The third series, $79.5 million of common schools refunding GOs had yields ranging from 2016 to 2022 and were not offered for retail.

In the competitive market Monday, Bank of America Merrill Lynch won the bid for $92.8 million of Plano, Texas, Independent School District GOs. The credit is rated Aaa by Moody’s and AAA by Standard & Poor’s.

Yields ranged from 0.18% with a 4% coupon in 2013 to 2.41% with a 4% coupon in 2023. Credits maturing from 2014 to 2017, 2021, 2022 and from 2024 to 2037 were sold but not available. The bonds are callable at par in 2021.

Th deal “appeared to get a pretty aggressive price versus where comparable bonds were trading in the secondary market,” the New York trader said.

In the secondary, trades reported by the Municipal Securities Rulemaking Board showed firming.

A dealer sold to a customer California 7.625s of 2040 at 5.59%, 15 basis points lower than where they traded Friday.

Bonds from an interdealer trade of California Public Works Board 5s of 2028 yielded 4.27%, eight basis points lower than where they traded Friday.

Bonds from an interdealer trade of Puerto Rico Sales Tax Financing Corp. 5.5s of 2037 yielded 4.36%, seven basis points lower than where they traded Friday.

Looking more into what 2012 can expect from the municipal market, certain sectors of muni bonds will be more of a focus than others, according to John Hallacy, municipal research strategist at Bank of America Merrill.

Public power is one sector that should be looked at this year as capital plans may be required to meet new environmental regulations, Hallacy said.

Pending regulations will establish standards to limit toxic aerial emissions for coal-fired and oil-fired generators, and limit upwind sulfur dioxide and nitrogen oxide emissions.

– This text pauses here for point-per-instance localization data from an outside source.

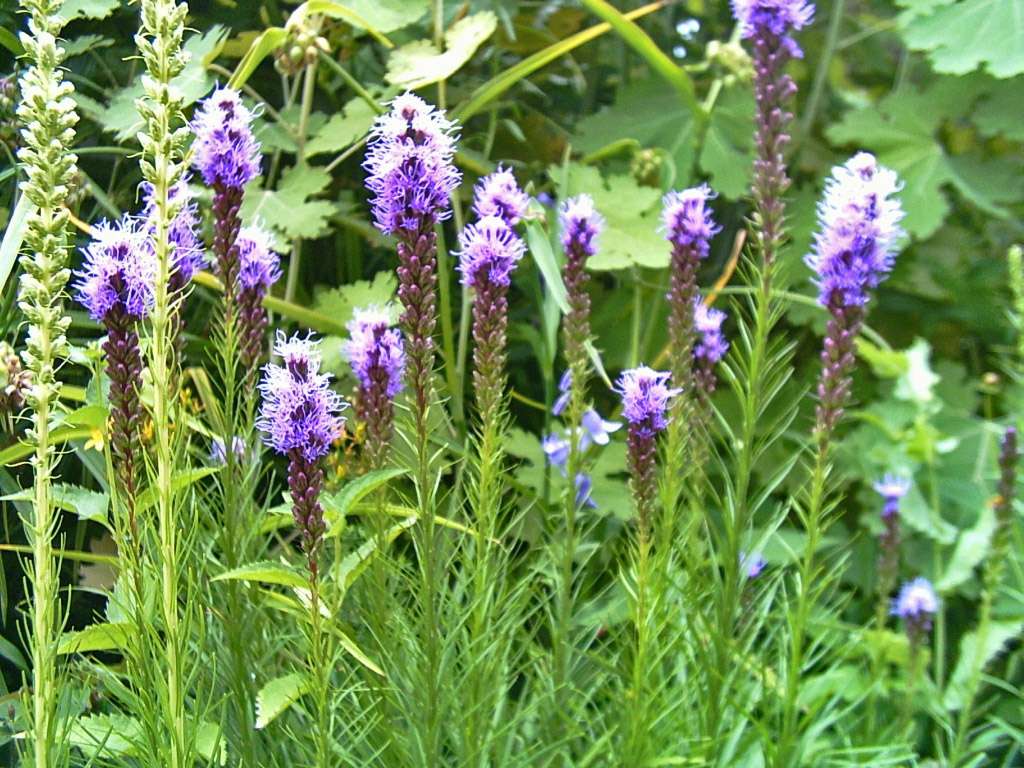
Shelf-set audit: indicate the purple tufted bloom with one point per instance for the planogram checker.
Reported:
(753, 562)
(595, 429)
(564, 389)
(411, 173)
(645, 398)
(378, 358)
(300, 415)
(775, 17)
(499, 195)
(915, 604)
(557, 451)
(226, 154)
(858, 221)
(853, 252)
(491, 251)
(119, 270)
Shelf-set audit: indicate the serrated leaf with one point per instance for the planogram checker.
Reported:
(266, 572)
(972, 547)
(418, 64)
(630, 238)
(95, 637)
(999, 633)
(276, 695)
(342, 130)
(963, 36)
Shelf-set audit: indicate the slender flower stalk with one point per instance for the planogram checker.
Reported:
(646, 400)
(412, 176)
(47, 117)
(378, 358)
(259, 268)
(852, 253)
(159, 42)
(687, 222)
(999, 553)
(117, 287)
(581, 227)
(300, 417)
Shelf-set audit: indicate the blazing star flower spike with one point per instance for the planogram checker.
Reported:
(582, 224)
(645, 396)
(120, 269)
(299, 414)
(776, 17)
(686, 218)
(375, 349)
(226, 154)
(712, 344)
(410, 166)
(491, 251)
(858, 220)
(259, 266)
(499, 195)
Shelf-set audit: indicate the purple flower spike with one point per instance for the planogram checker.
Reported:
(645, 399)
(499, 195)
(410, 166)
(489, 252)
(120, 270)
(226, 154)
(596, 430)
(775, 17)
(378, 359)
(854, 249)
(915, 604)
(300, 414)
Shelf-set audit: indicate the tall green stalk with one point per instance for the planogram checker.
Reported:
(47, 116)
(159, 42)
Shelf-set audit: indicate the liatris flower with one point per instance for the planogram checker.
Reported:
(259, 267)
(711, 345)
(581, 226)
(116, 285)
(646, 397)
(853, 253)
(499, 195)
(767, 25)
(491, 251)
(687, 221)
(412, 176)
(915, 604)
(300, 418)
(226, 155)
(378, 359)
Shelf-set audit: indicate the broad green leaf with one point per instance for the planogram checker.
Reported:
(267, 41)
(418, 64)
(544, 256)
(95, 637)
(341, 503)
(13, 236)
(289, 210)
(94, 9)
(266, 572)
(179, 481)
(972, 548)
(388, 15)
(971, 655)
(105, 735)
(963, 36)
(278, 695)
(630, 238)
(342, 130)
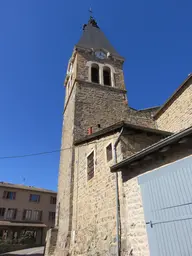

The regulations will require a “substantial portion of the existing coal plants to be retrofitted, or retired and replaced.”

Municipal bond issuance in the public power sector should increase in 2012 and 2013 in part to meet the new standards, Hallacy said.

“Several public power agencies have large-scale projects to address the environmental emissions standards, and we expect others to address their capital needs once the scope and timeframe for compliance with pending regulations is finalized,” he said.